In a presentation to investors, Chief Executive Officer Dario Amodei disclosed the figures, which underscore the explosive demand for the company’s Claude series of AI models. The growth rate now outstrips the historical peaks of tech darlings like Zoom during the pandemic and both Google and Facebook in their pre-IPO stages.
The company’s sales are set to jump from $4.8 billion in the first quarter, culminating in an expected operating profit of $559 million for the June quarter. The forecast is a stark acceleration from last summer, when Anthropic told investors it didn't expect full-year profitability until at least 2028. The reported operating profit includes the high cost of training models but excludes stock-based compensation.
This rapid path to profitability places immense pressure on competitors in the capital-intensive AI race.
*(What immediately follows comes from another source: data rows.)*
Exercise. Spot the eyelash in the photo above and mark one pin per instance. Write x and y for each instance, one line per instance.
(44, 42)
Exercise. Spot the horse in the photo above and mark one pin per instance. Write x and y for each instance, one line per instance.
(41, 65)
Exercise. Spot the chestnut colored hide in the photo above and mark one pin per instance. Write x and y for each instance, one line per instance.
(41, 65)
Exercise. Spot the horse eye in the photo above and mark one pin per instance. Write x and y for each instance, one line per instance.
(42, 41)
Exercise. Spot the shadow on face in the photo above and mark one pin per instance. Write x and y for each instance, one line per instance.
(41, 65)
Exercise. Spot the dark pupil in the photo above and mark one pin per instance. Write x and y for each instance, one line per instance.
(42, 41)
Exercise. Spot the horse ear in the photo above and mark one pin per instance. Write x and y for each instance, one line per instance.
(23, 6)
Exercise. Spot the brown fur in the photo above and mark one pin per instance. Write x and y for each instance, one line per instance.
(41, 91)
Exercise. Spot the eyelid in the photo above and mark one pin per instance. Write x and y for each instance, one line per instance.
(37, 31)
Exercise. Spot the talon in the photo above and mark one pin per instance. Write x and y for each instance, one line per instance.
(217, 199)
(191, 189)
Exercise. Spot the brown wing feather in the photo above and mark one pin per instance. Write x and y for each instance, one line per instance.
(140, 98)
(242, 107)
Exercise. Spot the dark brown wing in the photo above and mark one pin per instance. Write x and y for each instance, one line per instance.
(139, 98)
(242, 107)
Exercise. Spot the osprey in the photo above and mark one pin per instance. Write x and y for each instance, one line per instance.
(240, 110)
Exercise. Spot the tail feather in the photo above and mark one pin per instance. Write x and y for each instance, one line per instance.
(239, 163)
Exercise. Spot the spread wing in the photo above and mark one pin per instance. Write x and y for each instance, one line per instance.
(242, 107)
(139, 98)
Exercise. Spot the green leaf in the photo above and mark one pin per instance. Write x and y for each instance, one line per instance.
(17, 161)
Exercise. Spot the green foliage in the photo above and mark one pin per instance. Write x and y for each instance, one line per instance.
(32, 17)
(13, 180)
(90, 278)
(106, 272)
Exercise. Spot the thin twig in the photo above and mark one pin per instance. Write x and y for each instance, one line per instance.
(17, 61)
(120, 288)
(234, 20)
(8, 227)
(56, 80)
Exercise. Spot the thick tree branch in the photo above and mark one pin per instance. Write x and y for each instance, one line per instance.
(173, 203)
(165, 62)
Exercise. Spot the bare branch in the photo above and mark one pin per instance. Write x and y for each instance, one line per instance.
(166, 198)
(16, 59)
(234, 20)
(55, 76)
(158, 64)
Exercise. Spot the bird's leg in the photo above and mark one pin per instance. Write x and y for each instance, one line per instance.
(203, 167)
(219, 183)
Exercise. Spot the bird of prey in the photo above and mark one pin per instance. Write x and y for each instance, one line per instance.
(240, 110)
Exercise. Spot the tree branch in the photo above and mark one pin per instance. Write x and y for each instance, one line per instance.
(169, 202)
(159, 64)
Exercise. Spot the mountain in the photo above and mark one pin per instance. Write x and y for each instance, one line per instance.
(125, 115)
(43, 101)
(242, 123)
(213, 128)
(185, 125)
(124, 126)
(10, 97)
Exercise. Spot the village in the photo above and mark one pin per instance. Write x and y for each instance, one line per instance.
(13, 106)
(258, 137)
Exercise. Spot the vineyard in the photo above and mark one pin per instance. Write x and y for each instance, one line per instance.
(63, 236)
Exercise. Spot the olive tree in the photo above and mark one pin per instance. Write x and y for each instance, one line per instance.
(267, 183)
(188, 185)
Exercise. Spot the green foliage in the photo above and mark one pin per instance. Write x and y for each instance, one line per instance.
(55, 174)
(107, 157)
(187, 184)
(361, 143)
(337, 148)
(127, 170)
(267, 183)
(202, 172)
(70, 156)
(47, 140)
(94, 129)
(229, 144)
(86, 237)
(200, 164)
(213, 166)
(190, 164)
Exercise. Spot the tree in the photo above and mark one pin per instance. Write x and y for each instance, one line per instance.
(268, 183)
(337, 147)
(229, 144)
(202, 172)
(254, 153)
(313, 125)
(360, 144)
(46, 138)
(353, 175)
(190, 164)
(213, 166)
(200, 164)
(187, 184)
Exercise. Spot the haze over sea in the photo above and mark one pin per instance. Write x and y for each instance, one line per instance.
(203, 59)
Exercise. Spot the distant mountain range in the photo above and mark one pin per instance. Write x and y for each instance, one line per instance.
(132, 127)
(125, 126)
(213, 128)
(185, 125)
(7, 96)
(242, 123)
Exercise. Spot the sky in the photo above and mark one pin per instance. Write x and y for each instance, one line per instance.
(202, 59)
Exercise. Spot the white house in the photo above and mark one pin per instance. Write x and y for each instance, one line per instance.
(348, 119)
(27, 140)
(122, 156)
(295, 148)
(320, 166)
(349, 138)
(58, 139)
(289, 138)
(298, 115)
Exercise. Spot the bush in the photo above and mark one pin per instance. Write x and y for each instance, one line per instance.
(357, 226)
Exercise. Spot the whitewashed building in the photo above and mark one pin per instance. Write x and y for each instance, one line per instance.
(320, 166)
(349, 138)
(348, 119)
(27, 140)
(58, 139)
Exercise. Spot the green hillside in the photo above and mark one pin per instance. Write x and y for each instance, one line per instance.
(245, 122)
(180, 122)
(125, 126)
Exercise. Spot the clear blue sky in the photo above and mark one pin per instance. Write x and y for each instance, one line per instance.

The figures suggest Anthropic may be achieving greater operational efficiency, a critical factor as AI labs face ballooning costs for computing power. In the first quarter, Anthropic spent 71 cents on compute for every dollar earned; this quarter, it projects that cost will drop to 56 cents.
Efficiency in a High-Stakes Race
Anthropic's more conservative approach to data center spending and its smaller consumer-facing business—which means fewer free users to subsidize compared to OpenAI's ChatGPT—appear to be paying off. The company primarily uses chips developed by Google and Amazon, which can be more cost-effective than the highly sought-after GPUs from Nvidia that power much of the AI industry.
To keep up with the demand that has at times strained its resources, Anthropic recently signed a series of new data center agreements, including a notable deal with SpaceX, to expand its capacity.
The forecast profitability and growth are key metrics in an ongoing funding round that could see Anthropic’s valuation leapfrog that of OpenAI. It also fuels speculation about an accelerated timeline for a public listing, with reports suggesting OpenAI may file for an IPO soon. For investors, Anthropic's performance demonstrates a viable path to near-term profitability in the AI sector, a market expecting massive disruption and growth.
This article is for informational purposes only and does not constitute investment advice.